For laser hair removal, alexandrite, diode and neodymium lasers are used. Each manufacturer claims that their type of laser is the "gold standard". However, when choosing a laser, you should trust the data of clinical studies.

ALEX laser (755 nm)

The radiation of the alexandrite laser (755 nm) is very well absorbed by melanin, therefore alexandrite hair removal is effective, but its effect is mainly pronounced when hair removal in patients with phototypes I–III, on fair skin. When removing hair in patients with IV-VI phototypes (on dark skin), these lasers are practically not used, since the melanin in the epidermis is very hot and this can lead to the development of complications such as burns and hyperpigmentation. In addition, the penetration depth of the alexandrite laser is smaller than that of the diode (800–810 nm) and neodymium Nd:YAG lasers.

Nd Yag (1064 nm) & DIODE laser (808 nm)

The neodymium Nd:YAG laser generates radiation with a wavelength of 1064 nm, at which melanin is absorbed relatively poorly, but at the same time the penetration depth is maximum. Neodymium Nd:YAG lasers are widely used in countries where the majority of the population is made up of patients with very dark and black skin (V-VI phototypes).
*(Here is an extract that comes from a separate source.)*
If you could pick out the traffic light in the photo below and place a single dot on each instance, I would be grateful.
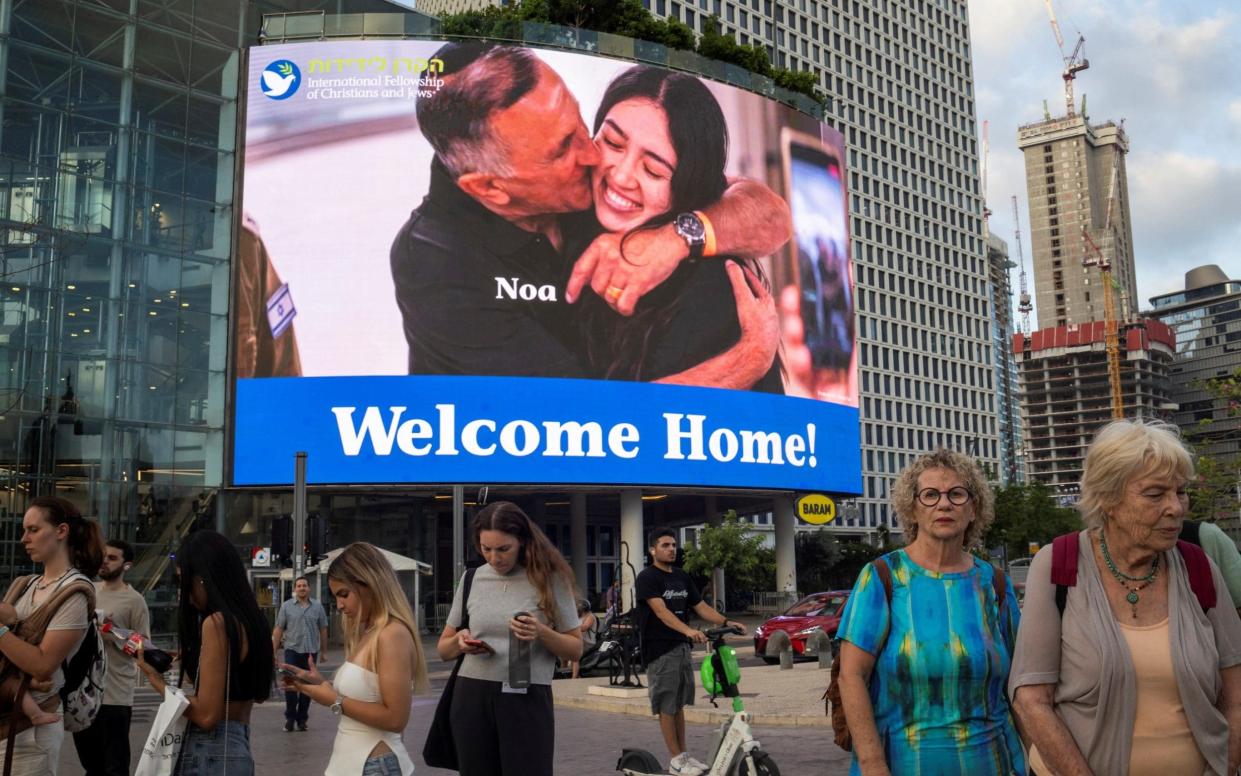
(282, 538)
(317, 538)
Diode lasers with a wavelength of 800–810 nm are the most versatile. And although their radiation is absorbed by melanin slightly worse than the radiation of alexandrite lasers, they are widely used due to the fact that they can be effectively applied to the skin of any phototype. And the essence of rays with such a wavelength is not just an effect on melanin, but a possible coagulation of the blood vessels that nourish the hair, which allows you to effectively remove blond hair.